Often forgotten: you can quantise the KV cache separately from the weights. vLLM supports --kv-cache-dtype fp8. For long contexts this alone can halve cache memory with negligible quality impact, letting you double concurrency or context length.
vllm serve meta-llama/Meta-Llama-3.1-70B-Instruct-FP8 \
--dtype auto \
--kv-cache-dtype fp8 \
--calculate-kv-scales \
--gpu-memory-utilization 0.92
Representative WikiText-2 perplexity for Llama-3-8B-Instruct (lower is better). Absolute numbers depend on tokeniser/eval setup; the deltas are the point.
Above 5 bits eff. you almost can't tell. Below 3 bits you definitely can.

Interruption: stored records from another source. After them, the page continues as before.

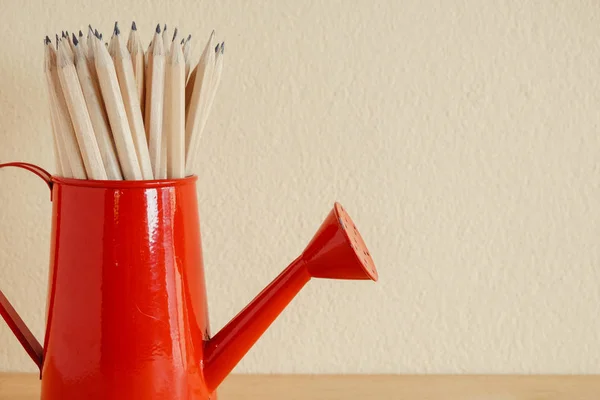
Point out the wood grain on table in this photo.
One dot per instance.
(376, 387)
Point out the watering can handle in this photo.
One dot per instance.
(14, 321)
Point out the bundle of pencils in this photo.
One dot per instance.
(119, 113)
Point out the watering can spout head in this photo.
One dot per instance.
(337, 251)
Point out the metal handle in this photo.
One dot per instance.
(31, 345)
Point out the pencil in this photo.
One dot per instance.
(127, 83)
(166, 40)
(95, 106)
(199, 96)
(64, 126)
(154, 102)
(62, 167)
(186, 55)
(214, 85)
(174, 126)
(80, 117)
(134, 45)
(117, 116)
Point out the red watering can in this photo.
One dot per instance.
(126, 314)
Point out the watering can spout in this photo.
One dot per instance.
(337, 251)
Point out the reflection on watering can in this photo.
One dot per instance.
(127, 316)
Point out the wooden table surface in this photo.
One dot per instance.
(386, 387)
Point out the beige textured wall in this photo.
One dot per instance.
(462, 136)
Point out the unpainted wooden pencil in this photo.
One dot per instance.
(117, 116)
(214, 85)
(126, 78)
(80, 117)
(95, 106)
(154, 102)
(136, 51)
(166, 40)
(64, 125)
(174, 118)
(187, 49)
(199, 97)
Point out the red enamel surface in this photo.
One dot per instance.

The four formats FP8, AWQ-INT4, q4_K_M, q5_K_M cover 95% of what anyone should run locally.
| Format | vLLM | TGI | SGLang | TRT-LLM | Ollama / llama.cpp | LMDeploy |
|---|---|---|---|---|---|---|
| FP16 / BF16 | ✓ | ✓ | ✓ | ✓ | ✓ | ✓ |
| FP8 W8A8 | ✓ (H100+) | ✓ | ✓ | ✓ | — | ✓ |
| MX-FP4 | ✓ (B200) | — | ✓ | ✓ | — | — |
| AWQ INT4 | ✓ | ✓ | ✓ | ✓ | — | native |
| GPTQ INT4 | ✓ | ✓ | ✓ | ✓ | — | ✓ |
| GGUF | ✓ (read-only) | — | — | — | native | — |
| KV-cache FP8 | ✓ | — | ✓ | ✓ | via q8_0 KV | ✓ |
If you're on NVIDIA H100+ and willing to do the calibration work, FP8 weights + FP8 KV is almost always the right production choice. For consumer GPUs, AWQ-INT4. For Apple Silicon / CPU, GGUF q5_K_M or q4_K_M. Everything else is tuning.